I do one layer of fleece, but also a litterbox.


----------



## ScootersPet (Sep 4, 2007)

I do two layers, Though my babies are litter trained, they do have pee accidents once in a while and I find it asorbs it better with 2 layers, also absorbs water from pea fishing lol..


----------



## Mana (Apr 22, 2007)

I use one layer, usually just a towel, plus litter boxes.


----------



## seth (Mar 25, 2008)

the thing is my little men don't know what a litter box is so i think i need a lot more layers  but i also heard about plastic carpet protector what you guy's think about that stuff?


----------



## justmudtrout (Aug 28, 2007)

I use one sheet of fleece, provide a litterbox, and I also use a dog training pad/small animal cage liner beneath the sheet of fleece for extra absorption and odor control.


----------



## chevalrose (Aug 13, 2008)

I have an addtional question about fleece bedding...if its put on shelves and such, does it retain odor more?

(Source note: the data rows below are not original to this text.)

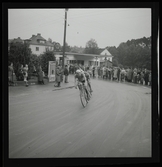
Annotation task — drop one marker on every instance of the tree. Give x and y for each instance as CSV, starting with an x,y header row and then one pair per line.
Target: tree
x,y
50,40
91,47
19,53
44,60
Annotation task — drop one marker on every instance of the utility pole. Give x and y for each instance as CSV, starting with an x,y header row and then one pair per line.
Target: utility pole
x,y
63,56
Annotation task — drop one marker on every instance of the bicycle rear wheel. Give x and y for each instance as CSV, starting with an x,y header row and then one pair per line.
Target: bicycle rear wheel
x,y
89,92
82,98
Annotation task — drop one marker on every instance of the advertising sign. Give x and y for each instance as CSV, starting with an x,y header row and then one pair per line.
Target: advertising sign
x,y
51,71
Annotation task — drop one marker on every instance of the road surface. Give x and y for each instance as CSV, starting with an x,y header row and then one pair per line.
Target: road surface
x,y
46,124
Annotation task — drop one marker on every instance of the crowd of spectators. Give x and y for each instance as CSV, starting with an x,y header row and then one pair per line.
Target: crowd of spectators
x,y
134,75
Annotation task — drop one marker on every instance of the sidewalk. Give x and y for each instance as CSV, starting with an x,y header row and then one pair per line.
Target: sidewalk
x,y
37,88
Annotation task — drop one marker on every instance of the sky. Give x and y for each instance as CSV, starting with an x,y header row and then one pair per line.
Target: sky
x,y
107,26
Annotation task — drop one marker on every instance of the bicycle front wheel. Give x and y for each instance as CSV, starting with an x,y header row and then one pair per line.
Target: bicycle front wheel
x,y
82,98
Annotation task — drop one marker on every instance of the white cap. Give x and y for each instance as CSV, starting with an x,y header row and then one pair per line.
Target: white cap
x,y
78,71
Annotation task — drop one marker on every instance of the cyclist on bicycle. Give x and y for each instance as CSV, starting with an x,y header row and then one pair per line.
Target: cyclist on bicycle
x,y
80,77
88,76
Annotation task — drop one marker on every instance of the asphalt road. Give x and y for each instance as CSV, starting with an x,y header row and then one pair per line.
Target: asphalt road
x,y
116,122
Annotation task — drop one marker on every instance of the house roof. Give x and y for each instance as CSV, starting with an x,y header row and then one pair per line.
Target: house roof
x,y
36,38
81,54
15,40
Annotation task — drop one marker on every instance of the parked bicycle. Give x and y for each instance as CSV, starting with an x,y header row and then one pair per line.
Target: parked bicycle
x,y
85,94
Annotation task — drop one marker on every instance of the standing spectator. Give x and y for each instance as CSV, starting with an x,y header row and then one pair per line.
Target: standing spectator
x,y
106,69
122,75
104,72
98,71
129,75
142,78
118,73
135,75
58,76
93,72
20,73
66,73
40,76
146,77
10,74
25,73
115,73
109,71
150,79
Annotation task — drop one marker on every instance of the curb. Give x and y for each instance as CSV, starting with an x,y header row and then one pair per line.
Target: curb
x,y
63,88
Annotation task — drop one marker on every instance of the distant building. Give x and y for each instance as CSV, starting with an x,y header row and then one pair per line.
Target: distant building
x,y
103,58
15,40
39,45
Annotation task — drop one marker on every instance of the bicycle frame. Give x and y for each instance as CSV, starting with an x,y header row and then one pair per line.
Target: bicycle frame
x,y
83,94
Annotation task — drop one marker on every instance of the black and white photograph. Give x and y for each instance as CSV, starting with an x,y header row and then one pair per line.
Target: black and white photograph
x,y
80,83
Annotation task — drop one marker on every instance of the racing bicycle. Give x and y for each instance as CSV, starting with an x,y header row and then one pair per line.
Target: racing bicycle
x,y
84,94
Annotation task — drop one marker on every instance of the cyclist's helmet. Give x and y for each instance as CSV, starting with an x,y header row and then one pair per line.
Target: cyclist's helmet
x,y
78,71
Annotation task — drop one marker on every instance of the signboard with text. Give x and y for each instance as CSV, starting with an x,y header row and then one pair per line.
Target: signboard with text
x,y
51,71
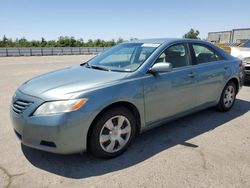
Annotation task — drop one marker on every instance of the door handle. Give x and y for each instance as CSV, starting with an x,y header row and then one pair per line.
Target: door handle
x,y
191,75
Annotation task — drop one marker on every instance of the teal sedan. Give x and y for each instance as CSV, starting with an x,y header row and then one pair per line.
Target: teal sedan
x,y
103,104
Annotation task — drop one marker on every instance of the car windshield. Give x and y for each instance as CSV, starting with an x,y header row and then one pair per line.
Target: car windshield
x,y
125,57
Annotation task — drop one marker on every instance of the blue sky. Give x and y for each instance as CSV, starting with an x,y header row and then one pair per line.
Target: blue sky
x,y
108,19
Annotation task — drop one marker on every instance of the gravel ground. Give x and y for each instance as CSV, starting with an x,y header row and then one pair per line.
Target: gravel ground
x,y
206,149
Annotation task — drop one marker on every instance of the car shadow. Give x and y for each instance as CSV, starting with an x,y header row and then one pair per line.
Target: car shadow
x,y
145,146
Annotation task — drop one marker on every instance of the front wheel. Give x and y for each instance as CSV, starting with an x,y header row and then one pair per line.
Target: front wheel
x,y
112,133
227,97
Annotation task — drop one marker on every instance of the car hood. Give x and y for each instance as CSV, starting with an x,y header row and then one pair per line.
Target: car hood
x,y
67,82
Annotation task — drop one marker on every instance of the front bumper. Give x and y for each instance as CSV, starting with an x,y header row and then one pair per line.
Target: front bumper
x,y
60,133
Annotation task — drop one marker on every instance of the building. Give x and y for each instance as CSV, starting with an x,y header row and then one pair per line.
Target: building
x,y
233,36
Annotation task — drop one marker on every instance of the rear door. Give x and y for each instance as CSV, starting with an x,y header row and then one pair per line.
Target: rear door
x,y
211,69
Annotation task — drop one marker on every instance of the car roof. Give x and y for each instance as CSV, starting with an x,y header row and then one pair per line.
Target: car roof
x,y
164,40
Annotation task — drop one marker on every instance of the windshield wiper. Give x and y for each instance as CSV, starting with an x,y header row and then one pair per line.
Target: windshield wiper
x,y
98,67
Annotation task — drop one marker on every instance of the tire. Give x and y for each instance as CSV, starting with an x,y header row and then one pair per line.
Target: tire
x,y
227,98
112,133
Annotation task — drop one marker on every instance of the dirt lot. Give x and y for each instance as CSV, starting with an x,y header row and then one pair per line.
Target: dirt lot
x,y
206,149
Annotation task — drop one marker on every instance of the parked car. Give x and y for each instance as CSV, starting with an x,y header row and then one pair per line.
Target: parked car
x,y
243,52
101,105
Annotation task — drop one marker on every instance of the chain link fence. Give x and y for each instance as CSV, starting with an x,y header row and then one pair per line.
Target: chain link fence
x,y
6,52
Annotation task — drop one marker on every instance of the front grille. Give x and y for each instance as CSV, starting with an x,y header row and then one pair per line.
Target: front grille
x,y
20,105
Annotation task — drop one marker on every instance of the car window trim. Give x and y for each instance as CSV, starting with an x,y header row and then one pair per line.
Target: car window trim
x,y
208,47
185,44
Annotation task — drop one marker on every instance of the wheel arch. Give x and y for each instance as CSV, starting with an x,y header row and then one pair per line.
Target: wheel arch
x,y
131,107
236,82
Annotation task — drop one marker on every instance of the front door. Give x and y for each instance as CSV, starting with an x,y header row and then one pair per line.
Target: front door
x,y
167,94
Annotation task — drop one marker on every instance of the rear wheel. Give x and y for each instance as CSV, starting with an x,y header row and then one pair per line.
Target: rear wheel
x,y
227,97
112,133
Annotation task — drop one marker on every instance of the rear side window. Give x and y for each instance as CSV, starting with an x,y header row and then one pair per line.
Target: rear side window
x,y
205,54
178,55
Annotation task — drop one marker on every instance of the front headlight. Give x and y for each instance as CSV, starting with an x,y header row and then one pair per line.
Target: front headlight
x,y
55,107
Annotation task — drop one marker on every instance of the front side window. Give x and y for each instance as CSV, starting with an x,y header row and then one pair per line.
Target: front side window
x,y
125,57
177,55
205,54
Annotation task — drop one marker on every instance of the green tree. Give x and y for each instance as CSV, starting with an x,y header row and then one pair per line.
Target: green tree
x,y
192,34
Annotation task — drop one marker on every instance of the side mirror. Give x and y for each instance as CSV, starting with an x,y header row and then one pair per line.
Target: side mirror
x,y
161,68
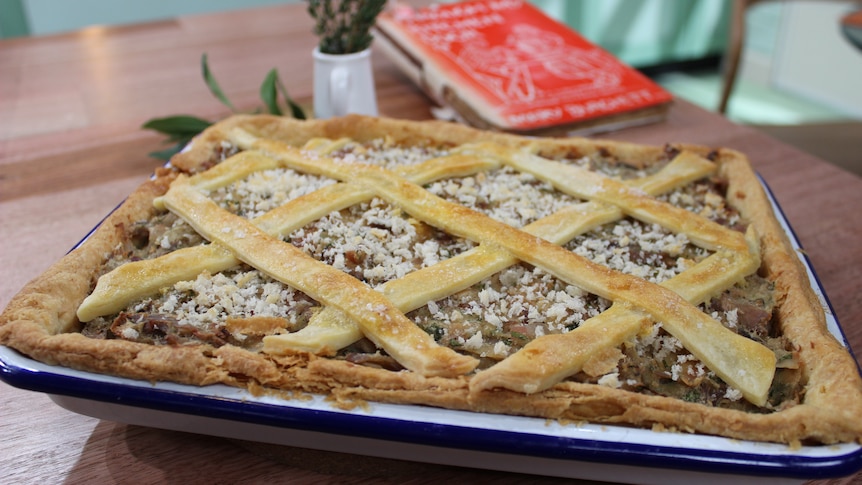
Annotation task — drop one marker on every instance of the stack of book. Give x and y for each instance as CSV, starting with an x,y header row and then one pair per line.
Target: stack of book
x,y
506,65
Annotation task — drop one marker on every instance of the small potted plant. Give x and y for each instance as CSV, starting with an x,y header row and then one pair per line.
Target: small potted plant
x,y
343,79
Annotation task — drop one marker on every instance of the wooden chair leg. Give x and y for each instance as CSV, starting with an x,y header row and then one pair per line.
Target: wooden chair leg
x,y
734,51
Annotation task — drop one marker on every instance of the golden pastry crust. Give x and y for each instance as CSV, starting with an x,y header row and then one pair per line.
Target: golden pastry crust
x,y
43,320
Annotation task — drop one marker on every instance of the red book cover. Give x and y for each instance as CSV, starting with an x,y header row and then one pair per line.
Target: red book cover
x,y
505,64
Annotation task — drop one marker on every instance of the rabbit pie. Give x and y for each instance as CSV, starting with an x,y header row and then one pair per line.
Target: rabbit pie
x,y
428,263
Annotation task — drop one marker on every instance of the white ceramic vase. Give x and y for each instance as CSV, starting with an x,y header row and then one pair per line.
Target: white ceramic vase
x,y
343,83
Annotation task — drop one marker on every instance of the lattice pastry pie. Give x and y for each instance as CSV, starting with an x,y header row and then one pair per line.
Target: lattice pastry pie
x,y
433,264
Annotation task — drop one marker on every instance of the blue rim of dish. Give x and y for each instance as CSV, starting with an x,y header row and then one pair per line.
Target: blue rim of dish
x,y
448,435
435,434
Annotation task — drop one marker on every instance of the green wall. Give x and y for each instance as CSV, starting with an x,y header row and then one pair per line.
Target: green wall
x,y
640,32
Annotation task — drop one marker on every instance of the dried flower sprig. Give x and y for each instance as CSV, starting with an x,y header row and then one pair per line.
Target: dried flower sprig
x,y
344,26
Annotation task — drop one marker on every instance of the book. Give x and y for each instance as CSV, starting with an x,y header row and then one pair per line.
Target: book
x,y
506,65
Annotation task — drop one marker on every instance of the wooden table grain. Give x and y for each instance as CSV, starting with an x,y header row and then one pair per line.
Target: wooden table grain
x,y
71,148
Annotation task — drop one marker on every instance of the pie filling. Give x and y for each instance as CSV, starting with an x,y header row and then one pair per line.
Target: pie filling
x,y
377,242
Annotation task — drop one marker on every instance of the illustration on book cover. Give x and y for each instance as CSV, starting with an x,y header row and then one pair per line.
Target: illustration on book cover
x,y
534,60
527,68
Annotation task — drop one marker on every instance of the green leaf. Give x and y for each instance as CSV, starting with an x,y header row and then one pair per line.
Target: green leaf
x,y
180,125
269,90
213,85
269,93
167,153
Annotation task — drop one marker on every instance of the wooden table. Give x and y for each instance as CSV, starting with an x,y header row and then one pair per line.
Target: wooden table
x,y
71,149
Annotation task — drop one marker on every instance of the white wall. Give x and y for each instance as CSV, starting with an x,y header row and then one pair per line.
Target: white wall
x,y
798,48
815,60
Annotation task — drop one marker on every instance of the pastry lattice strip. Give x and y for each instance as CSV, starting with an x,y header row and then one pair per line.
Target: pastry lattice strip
x,y
371,179
717,347
332,330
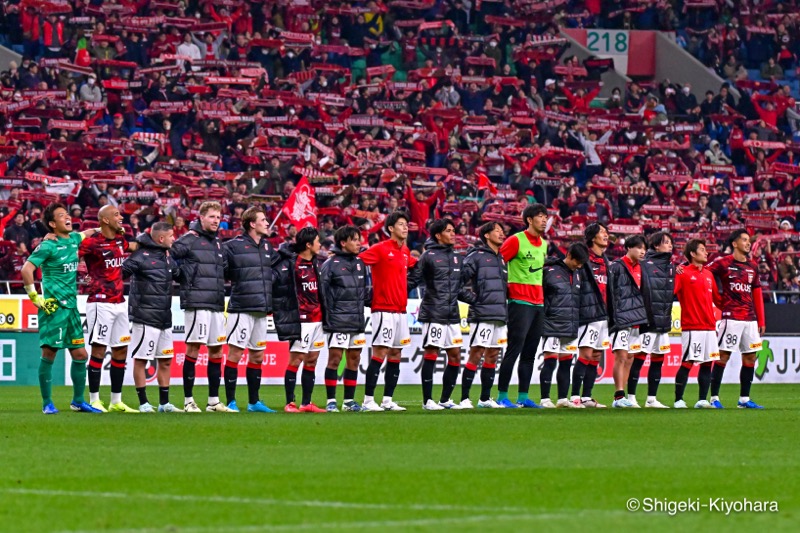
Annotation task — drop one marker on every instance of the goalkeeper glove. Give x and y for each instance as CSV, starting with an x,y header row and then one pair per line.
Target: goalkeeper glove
x,y
48,305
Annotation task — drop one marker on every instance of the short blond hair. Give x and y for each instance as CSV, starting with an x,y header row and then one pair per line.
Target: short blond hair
x,y
205,207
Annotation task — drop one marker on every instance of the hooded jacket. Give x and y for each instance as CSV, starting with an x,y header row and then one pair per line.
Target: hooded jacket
x,y
152,271
625,301
248,266
199,253
439,267
344,292
658,282
484,285
286,310
562,300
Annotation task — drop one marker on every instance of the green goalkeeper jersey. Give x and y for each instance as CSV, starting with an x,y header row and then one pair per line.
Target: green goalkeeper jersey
x,y
58,260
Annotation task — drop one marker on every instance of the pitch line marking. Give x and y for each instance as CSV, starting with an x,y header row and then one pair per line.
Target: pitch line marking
x,y
262,501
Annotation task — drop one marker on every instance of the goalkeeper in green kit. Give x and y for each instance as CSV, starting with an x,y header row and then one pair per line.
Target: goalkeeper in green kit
x,y
59,320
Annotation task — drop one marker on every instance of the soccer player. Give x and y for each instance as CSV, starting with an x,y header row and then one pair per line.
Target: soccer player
x,y
742,321
248,266
562,301
439,269
658,281
625,314
484,286
152,271
199,254
593,334
298,314
525,253
59,320
106,311
390,262
344,293
697,294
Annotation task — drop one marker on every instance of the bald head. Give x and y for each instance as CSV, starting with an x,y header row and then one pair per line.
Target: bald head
x,y
110,218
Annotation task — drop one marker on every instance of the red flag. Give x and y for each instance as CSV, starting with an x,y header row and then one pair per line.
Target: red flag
x,y
301,207
485,183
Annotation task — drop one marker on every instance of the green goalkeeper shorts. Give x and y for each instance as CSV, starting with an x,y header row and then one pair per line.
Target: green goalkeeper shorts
x,y
61,330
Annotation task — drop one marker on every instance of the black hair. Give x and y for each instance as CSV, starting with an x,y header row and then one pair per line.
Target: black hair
x,y
635,241
591,232
392,219
532,211
439,225
692,246
736,234
657,239
304,237
487,228
579,252
48,215
344,234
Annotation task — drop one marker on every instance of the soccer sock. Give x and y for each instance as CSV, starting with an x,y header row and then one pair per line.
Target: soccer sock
x,y
654,376
95,371
546,377
141,392
449,380
331,379
746,380
704,379
289,381
214,375
633,377
466,380
681,379
46,380
77,372
307,379
578,375
525,373
589,378
231,375
716,377
391,378
117,374
188,376
562,377
253,375
487,380
350,380
373,371
428,366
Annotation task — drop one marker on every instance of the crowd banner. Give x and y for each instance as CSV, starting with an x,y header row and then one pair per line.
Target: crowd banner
x,y
778,360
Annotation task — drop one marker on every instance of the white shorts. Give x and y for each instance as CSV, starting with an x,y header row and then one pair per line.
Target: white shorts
x,y
442,336
108,324
151,343
390,330
626,339
557,345
344,341
699,346
205,327
738,336
656,343
488,334
247,330
594,335
312,338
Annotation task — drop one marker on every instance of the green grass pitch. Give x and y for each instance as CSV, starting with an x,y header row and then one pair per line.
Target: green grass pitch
x,y
555,470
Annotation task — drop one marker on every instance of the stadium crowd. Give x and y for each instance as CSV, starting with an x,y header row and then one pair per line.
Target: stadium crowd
x,y
469,109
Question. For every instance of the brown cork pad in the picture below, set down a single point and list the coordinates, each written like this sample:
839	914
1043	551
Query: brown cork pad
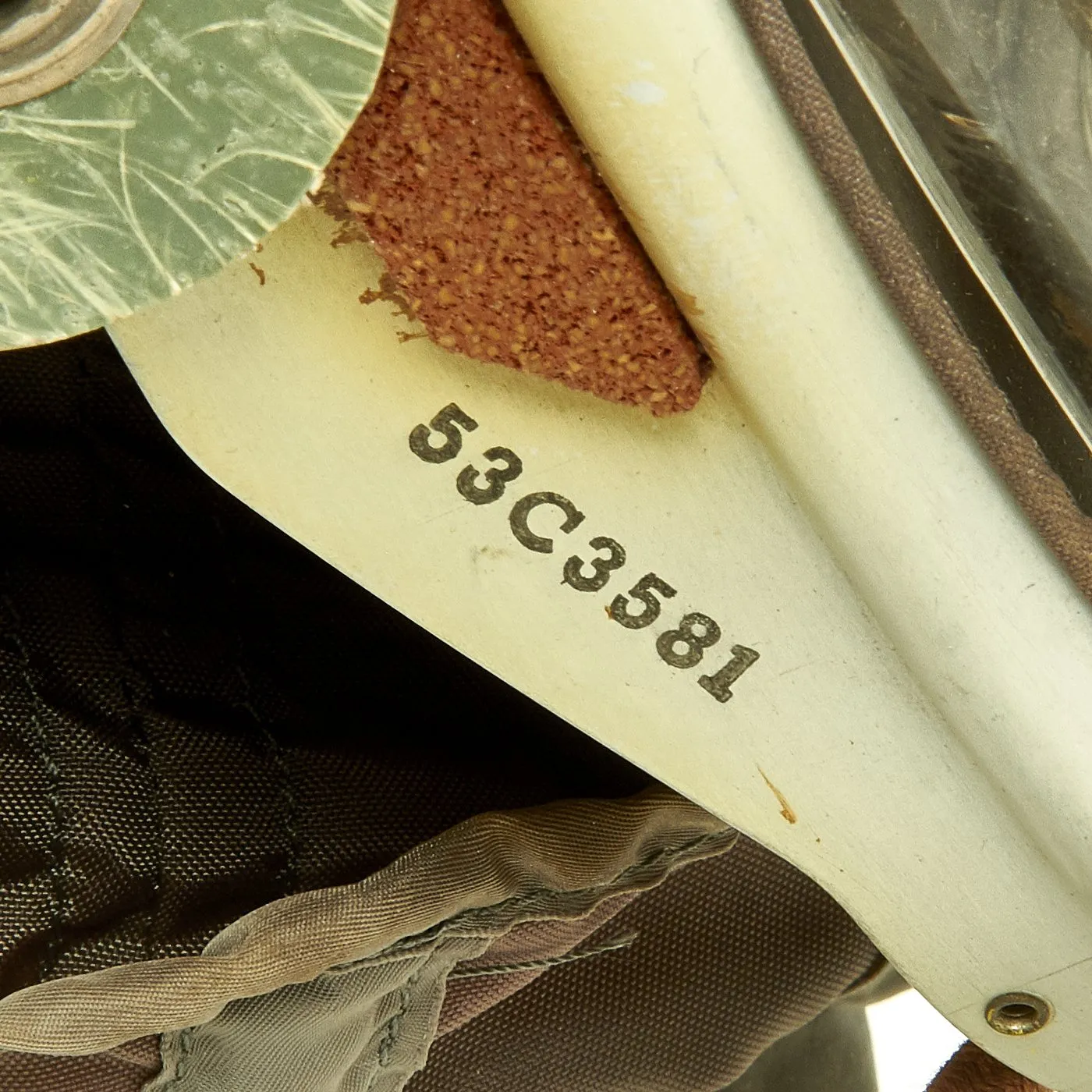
507	245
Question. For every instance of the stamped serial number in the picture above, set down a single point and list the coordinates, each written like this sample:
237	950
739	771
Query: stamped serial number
682	647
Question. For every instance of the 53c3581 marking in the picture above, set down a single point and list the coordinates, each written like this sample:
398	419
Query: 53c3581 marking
682	647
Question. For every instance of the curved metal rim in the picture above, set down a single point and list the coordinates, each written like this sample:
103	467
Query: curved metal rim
62	62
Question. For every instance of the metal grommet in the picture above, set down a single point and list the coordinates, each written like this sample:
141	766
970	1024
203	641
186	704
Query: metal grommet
1018	1013
45	44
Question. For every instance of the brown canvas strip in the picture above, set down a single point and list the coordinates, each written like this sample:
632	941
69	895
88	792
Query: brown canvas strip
915	295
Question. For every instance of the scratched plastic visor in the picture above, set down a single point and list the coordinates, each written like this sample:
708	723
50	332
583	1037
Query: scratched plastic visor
995	98
193	138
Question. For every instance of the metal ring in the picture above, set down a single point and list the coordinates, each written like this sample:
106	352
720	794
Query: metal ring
1018	1013
45	44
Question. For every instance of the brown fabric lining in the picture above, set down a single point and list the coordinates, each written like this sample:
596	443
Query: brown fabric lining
971	1069
499	857
915	296
127	1068
732	953
533	941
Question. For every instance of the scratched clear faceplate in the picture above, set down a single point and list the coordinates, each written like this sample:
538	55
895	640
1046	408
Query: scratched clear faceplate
194	136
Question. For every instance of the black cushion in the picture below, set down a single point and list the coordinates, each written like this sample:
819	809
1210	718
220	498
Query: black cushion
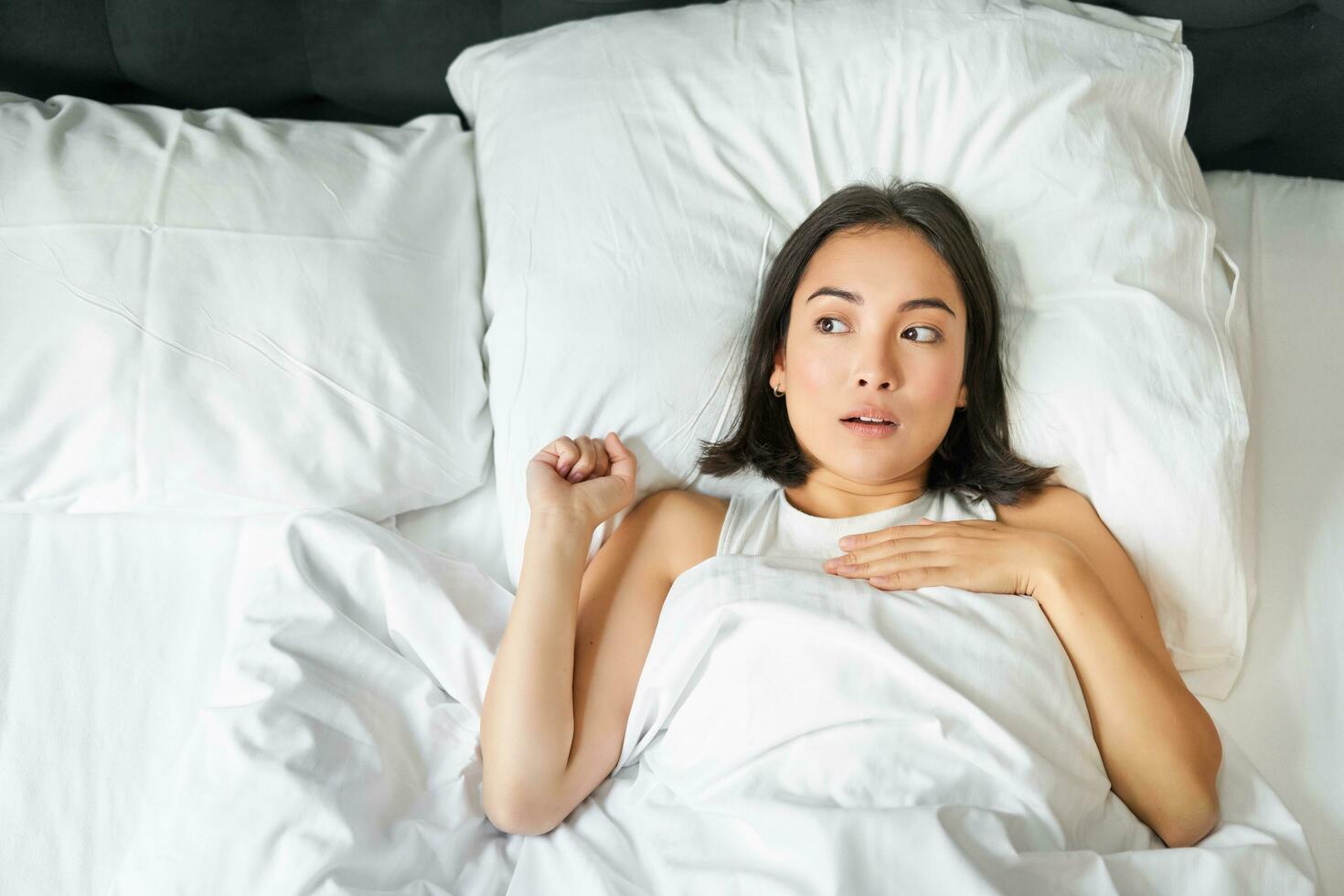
1267	93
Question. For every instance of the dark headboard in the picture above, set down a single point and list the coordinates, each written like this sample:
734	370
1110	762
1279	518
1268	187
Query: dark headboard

How often do you change it out?


----------



## Cate (Nov 12, 2007)

If the shelves are plastic, (eg. ferplast ledges, etc), then all you need is a carpet protecter over the top. 
If they're wire shelves then cut some thick card/thin wood to fit the shelves and wrap the fleece around it. 
The fleece will have to be washed every 3 days or so (though you may prefer to wash it every other day if your rats aren't litter trained, or if you have a lot of adult males who are fond of marking their territory). if you leave it for any longer than that it will smell and attract flies.
Most carpet protectors can last for 4 weeks before they need to be changed, but this can vary depending on how much your rats like to gnaw.


----------



## Jingles (Feb 2, 2008)

i use only one layer of fleece, but for their pee corners i put an extra piece of paper towel under the fleece to keep puddles from starting.


----------